In partnership with faculty and students, Lauinger Library has developed several exhibitions and written blog posts that explore individual documents, artifacts, rare books, photographs, works of art, and other primary source materials. The interpretations of these items can suggest ways of using these primary sources in student presentation and research.

 

Most of these online exhibitions and blog posts have been presented as exhibitions in the galleries of Lauinger Library.

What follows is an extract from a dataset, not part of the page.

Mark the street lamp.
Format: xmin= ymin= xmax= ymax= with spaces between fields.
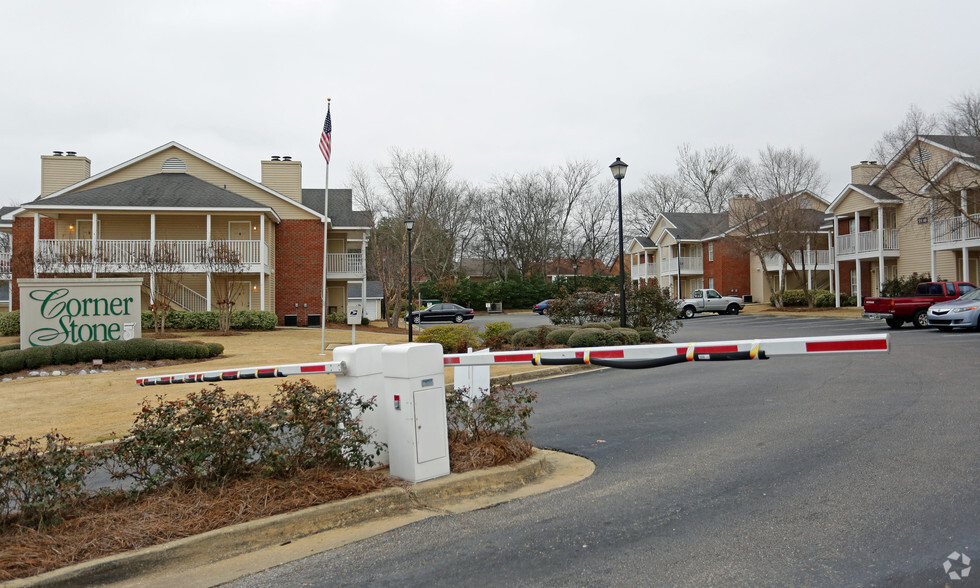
xmin=609 ymin=157 xmax=628 ymax=328
xmin=405 ymin=217 xmax=415 ymax=342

They are presented here in the order of their debut on the Lauinger website. The exhibitions curated by Lauinger Library and blog posts by the staff of the Booth Family Center for Special Collections (BFCSC) are continuously updated.

 

  • Glimpses of Slavery at Georgetown College (January 13, 2017)

    Curated by History Professor Adam Rothman, this exhibition presented some of the key documents of the 1838 sale, the role of enslaved people at Georgetown College, and the Black Catholics (both enslaved and free) of Holy Trinity Catholic Church in Georgetown.

     

  • Women on the Margin in the Maryland Province Archives (June 12, 2020)

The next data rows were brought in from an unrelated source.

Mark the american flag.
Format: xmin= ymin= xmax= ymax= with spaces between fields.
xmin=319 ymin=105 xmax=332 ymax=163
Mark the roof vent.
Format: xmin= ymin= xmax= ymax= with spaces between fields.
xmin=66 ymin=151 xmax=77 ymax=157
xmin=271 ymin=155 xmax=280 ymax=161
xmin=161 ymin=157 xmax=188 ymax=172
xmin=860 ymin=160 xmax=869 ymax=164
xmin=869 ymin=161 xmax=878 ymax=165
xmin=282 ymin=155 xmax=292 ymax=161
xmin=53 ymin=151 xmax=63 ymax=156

    Cassandra Berman, Archivist for the Maryland Province Archives (MPA), explores how the records within the MPA intersect with her historical studies on maternity by examining the records of the Montevue Asylum, which Jesuits stationed at Frederick regularly visited between 1889 and 1897. Their notes indicate that they routinely questioned the fitness of vulnerable white and Black women for motherhood. 

 

 

  • Visions of Anti-Racist Futures (May 9, 2023)

    This exhibition displayed the artifacts – AI art, collages, lenticular wall art, and zines – created by students who participated in a fall 2022 class, “Critical Speculative Design for Anti-Racism in Higher Education,” taught by Professor Ijeoma Njaka, Senior Designer for Equity in the Red House and Adjunct Professor in Learning, Design, and Technology.

     

  • Facing Georgetown’s History through Objects (April 11, 2023)

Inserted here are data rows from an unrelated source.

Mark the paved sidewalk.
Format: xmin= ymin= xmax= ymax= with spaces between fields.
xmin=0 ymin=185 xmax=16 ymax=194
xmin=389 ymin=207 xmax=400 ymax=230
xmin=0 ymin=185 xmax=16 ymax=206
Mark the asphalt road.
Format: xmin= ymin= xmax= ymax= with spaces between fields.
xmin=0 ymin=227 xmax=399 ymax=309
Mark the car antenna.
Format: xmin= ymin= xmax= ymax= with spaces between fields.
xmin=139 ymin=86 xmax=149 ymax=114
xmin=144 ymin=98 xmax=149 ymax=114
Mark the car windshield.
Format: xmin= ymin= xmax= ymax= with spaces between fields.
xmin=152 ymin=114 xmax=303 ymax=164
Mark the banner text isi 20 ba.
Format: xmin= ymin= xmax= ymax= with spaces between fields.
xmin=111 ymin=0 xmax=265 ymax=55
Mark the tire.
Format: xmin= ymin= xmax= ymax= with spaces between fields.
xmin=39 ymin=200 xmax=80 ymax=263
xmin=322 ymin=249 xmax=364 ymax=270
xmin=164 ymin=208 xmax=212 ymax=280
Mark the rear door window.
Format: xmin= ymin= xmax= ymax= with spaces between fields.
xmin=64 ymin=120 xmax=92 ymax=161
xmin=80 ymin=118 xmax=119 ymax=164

    This exhibition presents facsimiles of archaeological objects excavated at the sites of Jesuit missions and plantation in Southern Maryland that demonstrate their impact on the cultures of indigenous people, enslaved and free people of African descent, indentured servants, and tenant farmers through the twentieth century. Jane Beeler (SFS ‘25) used 3D printers in the Maker Hub in Lauinger Library to create these reproductions for Professor Adam Rothman’s History 099 class.

     

  • Facing Georgetown’s History through Art (April 11, 2023)

    This exhibition presents artwork by undergraduate students in Professor Adam Rothman’s History 099 classes “Facing Georgetown’s History” from 2021 and 2023. The students used archival materials in imaginative ways to humanize the subject matter of the class.

     

  • “President Lincoln Entering Richmond”: The Public Memory of Abraham Lincoln and Emancipation (June 19, 2024)

    In 2019, BFCSC acquired “President Lincoln Entering Richmond – April 4, 1865,” a Thomas Nast print that appeared in Harper’s Weekly on February 24, 1866. Mary Beth Corrigan explored the circumstances that led to the creation of this image and its role in shaping the public memory of emancipation.